Yes, you can and you should. Savvy real estate agents do this all the time.
Many people do not know that you can communicate with the lender’s appraiser. In fact, as the owner you actually have a little more leeway to communicate than the average real estate agent does, due to stricter guidelines post-housing bubble.
And the time for you to communicate is before the appraiser has issued his appraisal. Because after he has issued it, if the appraisal is low, the window is closed for you to influence his decision.
I always arrange to be there for the appraisal inspection, to provide the appraiser with supporting information if he has questions.
|I made a case for how the floor plans affected market pricing|
The key is to make his job easy. Provide him with sources for the information he will be researching, such as the boundaries and desirability of your neighborhood, and include links so that he can view the information himself.
I created a 10-page comps summary for my buyer’s bank appraiser – to explain the thinking behind my pricing, offer remodel costs that included an appliances list, as well as comparable sales in the neighborhood. My main objective was to explain why some same-size units in my very co-op were selling for less – so I provided a side by side comparison of floor plans and explained why floor plan affects pricing. In addition, I provided a copy of the contract and appraisal that had been done when I purchased the place 8 years previous. I pointed out mistakes that had been made in the measurements of the backyard, so that he didn’t duplicate those mistakes that would diminish the value. As a bonus, one of the comparables that had been used in the previous appraisal had just sold again, and I pointed this out. It was very valuable for the appraiser to see that this previous comp in the neighborhood had also risen in value. I also included my co-op’s financial statements from the last annual meeting, to show that the building itself was in sound financial shape.

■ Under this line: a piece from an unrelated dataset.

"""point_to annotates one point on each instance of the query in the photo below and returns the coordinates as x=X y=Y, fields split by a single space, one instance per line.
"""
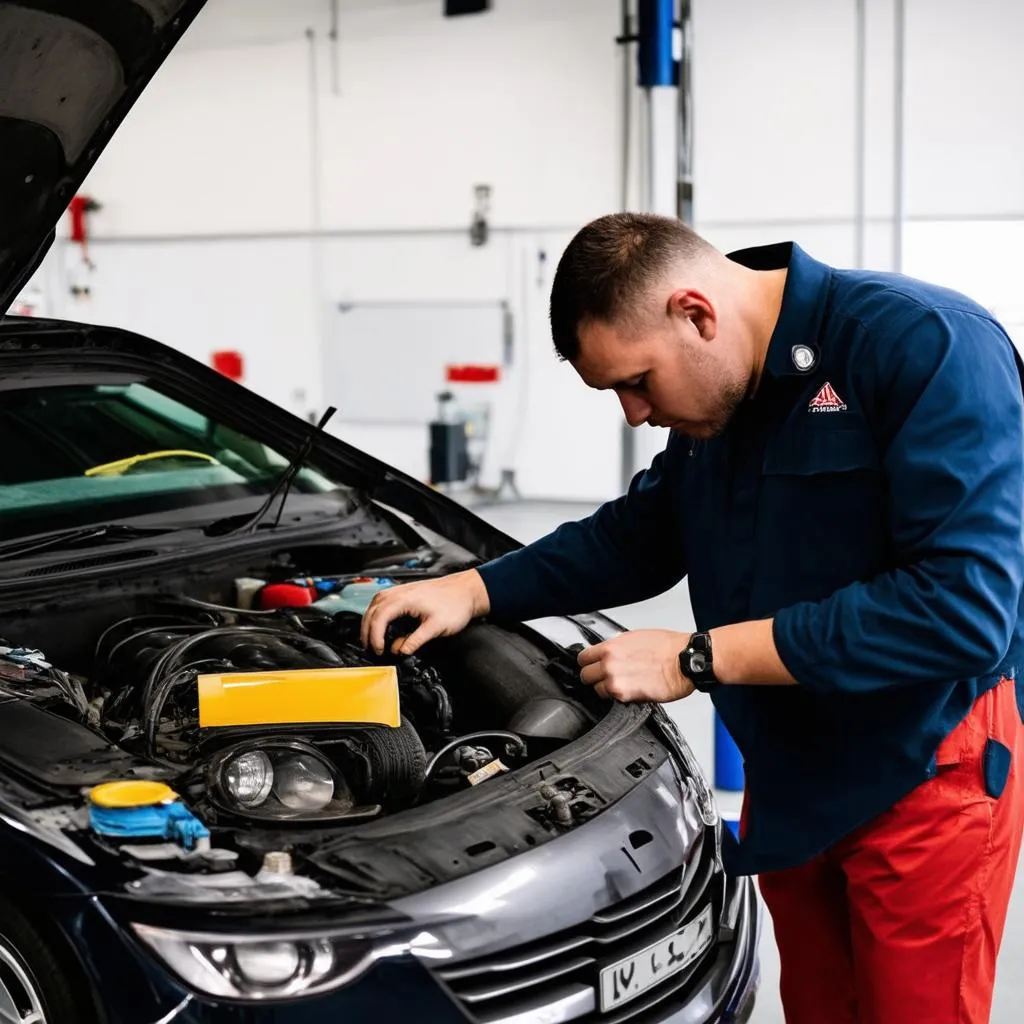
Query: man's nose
x=635 y=409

You want to be careful not to be pushy with the appraiser, of course. This is not the time to launch into a lecture on home values. Simply introduce yourself as the property owner and say that you are here to answer any questions he may have. Hand him your comps report, saying: “Here are some comparables in the neighborhood and how we arrived at the sale price. My contact information is in there if you have any questions.” Then get out of the appraiser’s way and let him do his job. The key is to be useful to him and not a nuisance. Make his job easier by ensuring that he has all the information at his fingertips that shows your property to its best advantage.